Par Céline Antonin, Christophe Blot et Danielle Schweisguth
Ce texte résume les prévisions d’octobre 2012 pour l’économie de la zone euro.
Après plus de deux années de crise de la zone euro, le Conseil européen, qui s’est tenu les 18 et 19 octobre, n’avait cette fois-ci rien d’un énième sommet de la dernière chance. Même si les discussions sur la future union bancaire[1] furent sources de tensions entre la France et l’Allemagne, il n’y avait aucune épée de Damoclès au-dessus de la tête des chefs d’Etats européens. Pour autant, il serait prématuré de considérer que la crise est proche de son terme. Rappelons simplement que le PIB de la zone euro n’a toujours pas retrouvé son niveau d’avant-crise et qu’il a encore reculé de 0,2 % au deuxième trimestre 2012. Cette baisse devrait se poursuivre puisque nous anticipons une baisse du PIB de 0,5 % en 2012 et encore de 0,1 % en 2013. Par conséquent, le taux de chômage de la zone euro, qui a d’ores et déjà dépassé son précédent record historique qui datait d’avril 1997, continuerait d’augmenter pour atteindre 12,1 % en fin d’année 2013. Quelles sont alors les raisons de cette accalmie ? La zone euro peut-elle rapidement renouer avec la croissance et espérer enfin endiguer la crise sociale ?
Depuis la fin de l’année 2011, l’Europe a adopté un nouveau traité (TSCG : Traité sur la stabilité, la coordination et la gouvernance) en cours de ratification dans les 25 pays signataires.

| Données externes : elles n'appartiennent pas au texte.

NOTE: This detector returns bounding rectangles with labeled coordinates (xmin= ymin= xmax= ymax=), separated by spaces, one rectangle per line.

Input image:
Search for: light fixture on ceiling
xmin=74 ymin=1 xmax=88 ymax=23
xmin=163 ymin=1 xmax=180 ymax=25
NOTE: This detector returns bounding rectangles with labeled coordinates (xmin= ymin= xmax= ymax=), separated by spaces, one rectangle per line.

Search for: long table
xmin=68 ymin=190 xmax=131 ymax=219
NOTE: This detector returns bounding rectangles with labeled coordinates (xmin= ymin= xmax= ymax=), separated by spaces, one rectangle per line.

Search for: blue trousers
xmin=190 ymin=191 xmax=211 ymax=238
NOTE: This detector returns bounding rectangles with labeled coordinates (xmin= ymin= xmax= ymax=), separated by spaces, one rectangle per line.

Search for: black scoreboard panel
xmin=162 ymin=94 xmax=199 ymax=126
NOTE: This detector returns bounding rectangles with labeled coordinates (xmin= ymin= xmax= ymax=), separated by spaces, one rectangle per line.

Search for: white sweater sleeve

Concrètement, ce nouveau texte doit permettre de renforcer la discipline budgétaire – via l’adoption de règles d’or nationales – et la solidarité grâce à la création du MES (Mécanisme européen de stabilité) dans la mesure où le recours au MES est conditionnelle à la ratification du TSCG. Le 6 septembre, la BCE a dévoilé les contours de son nouveau programme conditionnel d’achat de titres souverains (voir ici) dont l’objectif est de faire baisser les taux d’intérêt publics des pays placés sous le contrôle du MES. Ainsi, depuis le pic atteint le 24 juillet 2012, les primes de risque, mesurées par l’écart entre les taux d’intérêt publics italien et espagnol et le taux allemand, ont respectivement baissé de 2,2 et 2,5 points (graphiques 1 et 2). On est certes encore très éloigné de la normale mais il n’en demeure pas moins que cette accalmie est la bienvenue et qu’elle témoigne de l’éloignement du spectre d’un éclatement de la zone euro.
Cette nouvelle vague d’optimisme pourrait-elle être le signe précurseur d’une reprise de l’activité dans la zone euro ? La réponse à cette question est malheureusement négative. Les politiques budgétaires des pays de la zone restent en effet fortement restrictives. Elles ont même eu tendance à s’accentuer en 2012 contribuant notamment au retour en récession de l’Italie, de l’Espagne et renforçant celle subie par le Portugal et la Grèce. Sur l’ensemble de la zone euro, l’impulsion budgétaire sera de 1,7 point de PIB en 2012 (tableau). Les votes en cours des budgets nationaux confirment cette stratégie de réduction forcée des déficits budgétaires pour l’année 2013 puisque la consolidation budgétaire globale pour l’ensemble de la zone euro serait de 1,3 %. Les écarts seraient importants entre les pays puisque l’impulsion budgétaire de l’Allemagne serait à peine négative (-0,2 point) mais supérieure à -2 points de PIB en Espagne, en Italie et en Grèce. Or, l’impact récessif de cette consolidation budgétaire synchrone sera d’autant plus important que les pays de la zone euro sont toujours en bas de cycle économique. Dans ces conditions, les objectifs en matière de réduction des déficits budgétaires ne seront pas atteints, ce qui ne manquera pas de soulever la question de l’opportunité de nouvelles restrictions budgétaires. De plus en plus d’Etats membres risquent alors d’être pris dans un cercle vicieux où la faiblesse de la croissance appelle de nouveaux ajustements budgétaires qui renforcent la crise économique et sociale. Toute décision améliorant la gouvernance de l’Union ou la transmission de la politique monétaire est essentielle pour restaurer la confiance et créer les conditions d’un retour de la croissance. Mais ces éléments sont insuffisants pour échapper à la récession et ne doivent pas occulter l’impact de la stratégie budgétaire.